Страница 10 из 74
— Знаю.
— Ведь про нее один француз сказал в Фигаро: "Elle est tellement dinde, qu'aprиs une soirée avec elle on entre au restaurant pour demander les truffes, a part".[67]
— Да, он таки не из дальних!
— Совсем уж из ближних, — добавил Домбрович. — И как бы вы думали? Милейший мой Павел Семеныч выказал такое малодушие, что даже противно. Подзывает она меня к себе и спрашивает: "Кто это?" Это, говорю, такой-то наш знаменитый романист. Привскочила. "Представьте мне его. Ах, Боже мой, я плакала над его повестью!" Подвожу. Ну, что уж они там говорили, я не полюбопытствовал. Через десять минут гляжу: мой Павел Семеныч точно именинник, — так и сияет! Перед тем он только что там у нас в зверинце, страшно фрондировал: "Этому болоту, — говорит, — один исход: провалиться и зарасти травой; одним презрением, говорит, должны мы отвечать на аристократическую подачку, которую нам бросают". Словом, такой "certificat de civisme"[68] представлял, что мне даже стыдно стало. И вдруг, после барской-то подачки этой самой подурухи, мой Павел Семеныч аки медоточивая струя. "Конечно, говорит, этот класс испорчен воспитанием, но он все-таки представляет собою необходимый общественный устой". Вот и подите!
— Как же вы так выдаете своих собратов? — сказала я.
— Я прежде всего совсем не хочу принадлежать к сочинительскому цеху.
— Почему же так?
— А потому, что он оплеван, не нами-с, а теми, кто после нас пришел. Я ведь уж старик.
Я все-таки хотела поймать его и сказала:
— Вы так хорошо знаете свет и так критикуете его, что я, право, удивляюсь: какое удовольствие можете вы находить на балах, где мы пляшем, у разных таких подурух, как княгиня Клеопатра Антоновна?
"На, мол, тебе, раскуси это". Он, однако, нашелся.
— В том-то и дело, — ответил он, несколько прикусивши верхнюю губу, — что я бываю в свете вовсе не в качестве литератора. Разве только на четвергах у Анны Петровны мне приходится быть в этом качестве. Если меня принимают, находят, что я не совсем скучен, не совсем глуп — это все общечеловеческие свойства. Так ли-с? В нашем петербургском свете, вы сами знаете, много смешного, даже уродливого… Если вы позволите мне сказать правду, подчас нет и простой грамотности. Но все это в разницу, вразбивку! Так никакого общества нельзя третировать.
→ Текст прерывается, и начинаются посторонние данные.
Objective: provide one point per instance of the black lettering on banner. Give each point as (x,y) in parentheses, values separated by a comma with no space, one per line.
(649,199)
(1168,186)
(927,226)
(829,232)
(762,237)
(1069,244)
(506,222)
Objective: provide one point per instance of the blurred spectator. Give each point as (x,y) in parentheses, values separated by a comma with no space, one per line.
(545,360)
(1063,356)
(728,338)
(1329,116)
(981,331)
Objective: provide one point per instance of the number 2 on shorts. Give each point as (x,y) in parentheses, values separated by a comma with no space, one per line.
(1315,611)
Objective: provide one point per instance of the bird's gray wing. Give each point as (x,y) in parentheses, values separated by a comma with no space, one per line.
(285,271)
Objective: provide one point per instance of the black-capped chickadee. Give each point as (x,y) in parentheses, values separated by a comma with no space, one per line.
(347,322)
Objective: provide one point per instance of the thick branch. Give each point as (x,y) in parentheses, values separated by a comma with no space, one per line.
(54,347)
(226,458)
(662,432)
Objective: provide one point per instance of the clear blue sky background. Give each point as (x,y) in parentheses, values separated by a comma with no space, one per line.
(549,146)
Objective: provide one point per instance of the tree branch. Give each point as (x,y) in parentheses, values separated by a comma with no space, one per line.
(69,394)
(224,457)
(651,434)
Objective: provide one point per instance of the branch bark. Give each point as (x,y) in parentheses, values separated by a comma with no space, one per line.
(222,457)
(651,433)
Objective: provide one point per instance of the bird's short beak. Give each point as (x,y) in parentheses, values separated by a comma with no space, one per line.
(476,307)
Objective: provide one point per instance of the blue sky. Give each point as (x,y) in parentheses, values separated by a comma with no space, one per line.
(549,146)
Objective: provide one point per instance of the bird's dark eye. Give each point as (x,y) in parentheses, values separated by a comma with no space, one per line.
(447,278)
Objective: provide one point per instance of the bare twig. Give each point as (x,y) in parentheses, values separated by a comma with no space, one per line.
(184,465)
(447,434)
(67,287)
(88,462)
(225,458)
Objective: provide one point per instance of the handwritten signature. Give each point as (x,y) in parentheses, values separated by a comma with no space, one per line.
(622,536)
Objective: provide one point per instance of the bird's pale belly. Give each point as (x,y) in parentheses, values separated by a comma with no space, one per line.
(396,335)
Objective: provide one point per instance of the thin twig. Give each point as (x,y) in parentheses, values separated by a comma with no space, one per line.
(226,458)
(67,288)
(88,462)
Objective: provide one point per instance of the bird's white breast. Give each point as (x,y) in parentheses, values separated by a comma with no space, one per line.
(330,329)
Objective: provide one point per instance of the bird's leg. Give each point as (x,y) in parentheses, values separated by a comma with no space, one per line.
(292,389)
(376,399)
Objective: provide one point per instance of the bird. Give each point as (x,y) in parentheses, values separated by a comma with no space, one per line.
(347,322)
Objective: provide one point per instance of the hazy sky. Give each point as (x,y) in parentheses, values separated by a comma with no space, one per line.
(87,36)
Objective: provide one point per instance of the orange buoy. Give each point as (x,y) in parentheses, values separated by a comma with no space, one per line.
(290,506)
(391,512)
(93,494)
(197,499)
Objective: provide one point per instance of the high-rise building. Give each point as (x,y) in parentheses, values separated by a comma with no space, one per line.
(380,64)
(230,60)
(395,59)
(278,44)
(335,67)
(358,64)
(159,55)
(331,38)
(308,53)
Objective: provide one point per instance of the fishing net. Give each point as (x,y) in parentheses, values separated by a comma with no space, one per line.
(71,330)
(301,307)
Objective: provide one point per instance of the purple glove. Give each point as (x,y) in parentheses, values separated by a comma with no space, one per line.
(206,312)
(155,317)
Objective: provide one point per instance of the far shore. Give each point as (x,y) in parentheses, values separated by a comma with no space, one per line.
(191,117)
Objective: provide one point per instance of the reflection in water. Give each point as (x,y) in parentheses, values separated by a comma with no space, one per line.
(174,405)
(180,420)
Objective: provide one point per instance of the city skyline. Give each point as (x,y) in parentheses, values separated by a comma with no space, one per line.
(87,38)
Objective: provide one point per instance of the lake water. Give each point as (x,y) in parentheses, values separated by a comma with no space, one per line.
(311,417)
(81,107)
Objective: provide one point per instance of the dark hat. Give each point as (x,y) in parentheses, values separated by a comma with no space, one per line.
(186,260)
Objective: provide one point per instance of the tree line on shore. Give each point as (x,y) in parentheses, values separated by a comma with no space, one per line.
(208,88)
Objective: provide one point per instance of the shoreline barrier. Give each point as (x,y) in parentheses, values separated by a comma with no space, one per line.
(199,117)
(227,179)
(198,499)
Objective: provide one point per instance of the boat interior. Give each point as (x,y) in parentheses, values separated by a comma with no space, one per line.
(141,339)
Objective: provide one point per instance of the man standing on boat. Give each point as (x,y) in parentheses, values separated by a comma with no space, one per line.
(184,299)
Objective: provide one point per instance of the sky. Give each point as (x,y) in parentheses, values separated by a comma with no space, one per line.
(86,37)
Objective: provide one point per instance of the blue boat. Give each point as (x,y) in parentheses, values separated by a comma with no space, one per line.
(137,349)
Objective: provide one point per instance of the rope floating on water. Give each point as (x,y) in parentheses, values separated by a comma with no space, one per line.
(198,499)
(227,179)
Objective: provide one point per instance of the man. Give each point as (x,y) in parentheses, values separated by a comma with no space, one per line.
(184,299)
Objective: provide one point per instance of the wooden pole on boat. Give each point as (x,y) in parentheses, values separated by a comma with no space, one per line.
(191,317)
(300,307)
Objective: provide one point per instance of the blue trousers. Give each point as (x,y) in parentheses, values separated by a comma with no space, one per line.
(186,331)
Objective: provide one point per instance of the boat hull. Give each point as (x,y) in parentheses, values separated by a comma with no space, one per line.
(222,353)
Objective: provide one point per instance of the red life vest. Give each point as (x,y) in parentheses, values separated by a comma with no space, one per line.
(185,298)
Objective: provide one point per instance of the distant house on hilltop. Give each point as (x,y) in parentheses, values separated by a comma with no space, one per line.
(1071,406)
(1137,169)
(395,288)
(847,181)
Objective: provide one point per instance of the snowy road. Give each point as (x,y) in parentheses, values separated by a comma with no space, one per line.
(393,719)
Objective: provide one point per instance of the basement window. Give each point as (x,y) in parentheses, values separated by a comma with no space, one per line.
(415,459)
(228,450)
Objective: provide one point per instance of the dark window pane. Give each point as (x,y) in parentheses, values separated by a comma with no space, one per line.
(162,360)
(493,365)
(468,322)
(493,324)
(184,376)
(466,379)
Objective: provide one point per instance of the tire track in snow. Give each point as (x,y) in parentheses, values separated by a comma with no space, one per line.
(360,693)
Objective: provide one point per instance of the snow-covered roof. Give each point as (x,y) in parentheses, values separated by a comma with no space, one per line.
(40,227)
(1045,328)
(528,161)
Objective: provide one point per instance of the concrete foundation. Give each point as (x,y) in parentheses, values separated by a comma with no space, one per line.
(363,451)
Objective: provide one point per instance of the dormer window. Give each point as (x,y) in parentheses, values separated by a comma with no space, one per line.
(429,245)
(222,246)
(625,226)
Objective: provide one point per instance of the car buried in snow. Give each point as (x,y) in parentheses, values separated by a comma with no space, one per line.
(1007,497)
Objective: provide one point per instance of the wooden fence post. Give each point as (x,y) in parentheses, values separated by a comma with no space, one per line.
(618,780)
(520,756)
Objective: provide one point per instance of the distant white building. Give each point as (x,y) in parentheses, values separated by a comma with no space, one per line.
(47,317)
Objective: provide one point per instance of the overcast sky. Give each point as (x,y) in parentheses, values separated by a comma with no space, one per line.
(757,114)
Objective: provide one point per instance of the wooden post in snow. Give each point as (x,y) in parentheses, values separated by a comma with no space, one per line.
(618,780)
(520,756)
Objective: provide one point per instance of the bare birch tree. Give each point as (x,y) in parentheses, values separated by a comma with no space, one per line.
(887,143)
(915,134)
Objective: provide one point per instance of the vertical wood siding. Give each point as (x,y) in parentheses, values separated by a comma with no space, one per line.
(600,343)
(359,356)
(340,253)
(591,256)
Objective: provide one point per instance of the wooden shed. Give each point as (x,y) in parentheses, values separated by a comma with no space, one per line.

Il faut prendre l'ensemble.[69] Я уверен, что и вы не раз говаривали себе: ах, как скучно в наших салонах, как пошлы мужчины, как несносны барыни, просто некуда деваться. Такие иеремиады, раздаются, правда, больше к весне, когда действительно Петербург становится хуже города Тетюш.
— Ну, — прервала я его, — я и с осени начинаю иногда эти иеремиады!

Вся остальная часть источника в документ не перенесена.